7 Ali o justo poderia argumentar com ele,
e assim eu seria liberto para sempre do meu juiz.
8 “Se eu for para o leste, ele não está lá.
Se eu for para o oeste, não consigo encontrá-lo.
9 Ele trabalha ao norte, mas não consigo vê-lo.
Ele se volta para o sul, mas não consigo vislumbrá-lo.
10 Mas ele conhece o caminho que eu tomo.
Quando ele me provar, sairei como o ouro.
11 Meu pé se apegou firmemente aos seus passos.

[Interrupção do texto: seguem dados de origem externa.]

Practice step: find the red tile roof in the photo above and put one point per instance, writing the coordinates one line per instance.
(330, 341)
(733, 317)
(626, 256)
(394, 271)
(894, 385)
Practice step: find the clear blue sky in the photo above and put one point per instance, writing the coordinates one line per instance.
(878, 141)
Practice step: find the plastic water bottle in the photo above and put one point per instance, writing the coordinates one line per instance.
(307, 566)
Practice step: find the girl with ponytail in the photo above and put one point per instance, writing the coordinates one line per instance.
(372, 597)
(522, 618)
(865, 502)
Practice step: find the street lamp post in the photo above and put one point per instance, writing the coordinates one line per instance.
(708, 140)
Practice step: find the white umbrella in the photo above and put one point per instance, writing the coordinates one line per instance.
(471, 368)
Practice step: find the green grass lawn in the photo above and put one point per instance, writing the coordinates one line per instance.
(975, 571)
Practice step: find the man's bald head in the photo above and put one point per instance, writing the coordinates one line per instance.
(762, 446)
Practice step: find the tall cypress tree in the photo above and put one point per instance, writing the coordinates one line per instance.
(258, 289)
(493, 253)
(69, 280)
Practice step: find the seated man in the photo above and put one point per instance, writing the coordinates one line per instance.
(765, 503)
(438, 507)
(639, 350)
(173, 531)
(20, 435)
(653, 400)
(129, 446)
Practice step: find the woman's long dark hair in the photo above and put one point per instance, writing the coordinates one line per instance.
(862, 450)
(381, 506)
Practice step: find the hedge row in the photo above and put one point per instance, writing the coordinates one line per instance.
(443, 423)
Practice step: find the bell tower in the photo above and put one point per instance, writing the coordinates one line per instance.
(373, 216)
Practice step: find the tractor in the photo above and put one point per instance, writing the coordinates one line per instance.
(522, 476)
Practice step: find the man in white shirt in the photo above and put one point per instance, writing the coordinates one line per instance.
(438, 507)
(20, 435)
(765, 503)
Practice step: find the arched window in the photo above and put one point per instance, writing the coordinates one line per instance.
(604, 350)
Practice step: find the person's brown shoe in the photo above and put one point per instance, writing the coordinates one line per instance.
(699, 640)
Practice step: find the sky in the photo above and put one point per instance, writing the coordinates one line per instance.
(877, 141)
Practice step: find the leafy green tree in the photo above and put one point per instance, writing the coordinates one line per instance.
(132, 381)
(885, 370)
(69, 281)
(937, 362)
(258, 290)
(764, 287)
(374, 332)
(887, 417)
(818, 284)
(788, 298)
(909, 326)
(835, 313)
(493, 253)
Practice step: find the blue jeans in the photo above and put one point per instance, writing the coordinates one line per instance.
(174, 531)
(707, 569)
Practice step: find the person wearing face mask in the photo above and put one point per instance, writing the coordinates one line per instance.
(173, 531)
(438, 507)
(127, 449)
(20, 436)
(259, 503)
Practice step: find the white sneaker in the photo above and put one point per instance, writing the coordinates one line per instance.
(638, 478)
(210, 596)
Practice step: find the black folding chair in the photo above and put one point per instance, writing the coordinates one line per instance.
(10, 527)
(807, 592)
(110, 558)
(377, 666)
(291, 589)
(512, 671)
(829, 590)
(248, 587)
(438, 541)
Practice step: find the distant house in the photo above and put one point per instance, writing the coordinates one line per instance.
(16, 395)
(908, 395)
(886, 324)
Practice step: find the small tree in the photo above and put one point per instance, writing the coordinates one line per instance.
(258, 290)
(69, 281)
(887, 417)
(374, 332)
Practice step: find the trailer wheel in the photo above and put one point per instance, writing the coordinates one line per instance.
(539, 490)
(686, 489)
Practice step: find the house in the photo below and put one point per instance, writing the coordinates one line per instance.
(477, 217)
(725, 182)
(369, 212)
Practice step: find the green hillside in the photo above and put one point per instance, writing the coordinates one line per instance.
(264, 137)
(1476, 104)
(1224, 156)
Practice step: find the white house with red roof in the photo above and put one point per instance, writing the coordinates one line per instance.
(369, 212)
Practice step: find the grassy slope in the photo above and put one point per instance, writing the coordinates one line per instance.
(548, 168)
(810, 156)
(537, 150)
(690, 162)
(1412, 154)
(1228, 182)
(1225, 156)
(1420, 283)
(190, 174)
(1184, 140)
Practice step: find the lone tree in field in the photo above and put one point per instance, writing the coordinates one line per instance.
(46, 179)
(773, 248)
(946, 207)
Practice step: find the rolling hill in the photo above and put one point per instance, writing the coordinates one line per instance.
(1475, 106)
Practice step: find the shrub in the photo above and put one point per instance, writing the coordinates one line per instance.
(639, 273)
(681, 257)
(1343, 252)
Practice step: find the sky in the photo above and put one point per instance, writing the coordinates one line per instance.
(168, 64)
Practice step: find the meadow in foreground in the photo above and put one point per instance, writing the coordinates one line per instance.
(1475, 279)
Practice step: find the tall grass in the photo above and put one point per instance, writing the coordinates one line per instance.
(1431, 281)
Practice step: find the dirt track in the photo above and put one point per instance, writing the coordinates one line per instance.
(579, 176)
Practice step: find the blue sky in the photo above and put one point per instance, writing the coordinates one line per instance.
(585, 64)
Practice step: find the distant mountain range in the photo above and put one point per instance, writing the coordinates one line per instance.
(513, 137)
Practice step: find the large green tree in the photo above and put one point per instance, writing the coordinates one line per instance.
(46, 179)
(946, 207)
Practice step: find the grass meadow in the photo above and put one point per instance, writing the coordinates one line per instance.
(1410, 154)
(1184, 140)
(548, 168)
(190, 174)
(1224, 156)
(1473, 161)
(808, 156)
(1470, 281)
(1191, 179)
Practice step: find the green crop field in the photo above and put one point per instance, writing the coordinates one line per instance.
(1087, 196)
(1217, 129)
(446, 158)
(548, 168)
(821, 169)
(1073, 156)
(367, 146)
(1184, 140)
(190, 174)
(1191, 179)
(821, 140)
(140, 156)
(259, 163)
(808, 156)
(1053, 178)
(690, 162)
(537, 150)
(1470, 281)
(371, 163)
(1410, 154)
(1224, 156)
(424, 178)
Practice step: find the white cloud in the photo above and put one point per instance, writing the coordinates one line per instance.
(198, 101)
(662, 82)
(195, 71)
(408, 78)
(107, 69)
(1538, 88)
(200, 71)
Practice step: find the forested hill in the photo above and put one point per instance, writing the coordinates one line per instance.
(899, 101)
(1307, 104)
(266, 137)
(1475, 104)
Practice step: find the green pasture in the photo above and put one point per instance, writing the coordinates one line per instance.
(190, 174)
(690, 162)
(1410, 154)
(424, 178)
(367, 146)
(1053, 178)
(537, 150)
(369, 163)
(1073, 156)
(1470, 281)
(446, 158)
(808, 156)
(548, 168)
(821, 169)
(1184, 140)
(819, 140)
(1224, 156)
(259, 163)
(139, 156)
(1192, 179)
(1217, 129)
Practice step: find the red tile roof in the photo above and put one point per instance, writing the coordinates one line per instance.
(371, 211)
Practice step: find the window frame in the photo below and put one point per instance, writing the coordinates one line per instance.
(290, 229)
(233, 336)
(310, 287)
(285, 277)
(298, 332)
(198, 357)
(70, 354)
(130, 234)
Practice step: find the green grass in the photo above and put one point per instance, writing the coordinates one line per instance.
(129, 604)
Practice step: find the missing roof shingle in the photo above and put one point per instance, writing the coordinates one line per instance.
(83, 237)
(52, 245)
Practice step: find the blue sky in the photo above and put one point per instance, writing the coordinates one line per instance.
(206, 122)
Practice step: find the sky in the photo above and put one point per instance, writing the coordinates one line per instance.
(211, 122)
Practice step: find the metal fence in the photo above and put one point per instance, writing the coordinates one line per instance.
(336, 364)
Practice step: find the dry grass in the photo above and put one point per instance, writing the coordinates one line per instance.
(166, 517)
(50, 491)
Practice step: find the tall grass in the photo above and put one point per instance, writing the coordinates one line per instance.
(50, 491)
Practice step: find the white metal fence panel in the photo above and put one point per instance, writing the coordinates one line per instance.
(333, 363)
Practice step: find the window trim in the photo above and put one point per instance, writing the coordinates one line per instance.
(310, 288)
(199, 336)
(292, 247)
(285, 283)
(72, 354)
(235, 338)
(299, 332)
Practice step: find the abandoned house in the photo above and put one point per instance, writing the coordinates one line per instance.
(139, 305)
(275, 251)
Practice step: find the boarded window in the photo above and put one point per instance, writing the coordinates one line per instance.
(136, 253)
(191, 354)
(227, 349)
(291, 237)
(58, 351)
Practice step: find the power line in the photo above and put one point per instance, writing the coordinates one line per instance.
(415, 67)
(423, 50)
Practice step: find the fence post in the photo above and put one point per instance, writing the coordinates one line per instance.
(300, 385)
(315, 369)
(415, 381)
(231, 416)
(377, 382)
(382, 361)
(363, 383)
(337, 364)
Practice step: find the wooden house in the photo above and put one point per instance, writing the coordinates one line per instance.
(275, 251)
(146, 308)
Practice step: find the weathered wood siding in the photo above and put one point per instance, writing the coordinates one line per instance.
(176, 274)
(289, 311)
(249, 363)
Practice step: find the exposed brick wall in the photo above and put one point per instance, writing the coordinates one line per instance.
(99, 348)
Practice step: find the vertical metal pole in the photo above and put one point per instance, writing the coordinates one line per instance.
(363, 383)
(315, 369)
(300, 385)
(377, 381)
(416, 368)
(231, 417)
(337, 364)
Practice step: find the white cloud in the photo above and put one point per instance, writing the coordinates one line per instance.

Guardei o seu caminho, e não me desviei.
12 Não recuei do mandamento dos seus lábios.
Guardei as palavras da sua boca mais do que o meu alimento necessário.
13 Mas ele é único, e quem pode se opor a ele?
O que a sua alma deseja, isso ele faz.
14 Pois ele realiza o que está determinado para mim.
E muitas coisas semelhantes estão com ele.
15 Por isso estou aterrorizado diante da sua presença.
Quando penso nisso, tenho medo dele.
16 Pois Deus fez o meu coração desfalecer.
O Todo-Poderoso me aterrorizou.
17 Porque eu não fui destruído antes das trevas,
nem ele encobriu a densa escuridão do meu rosto.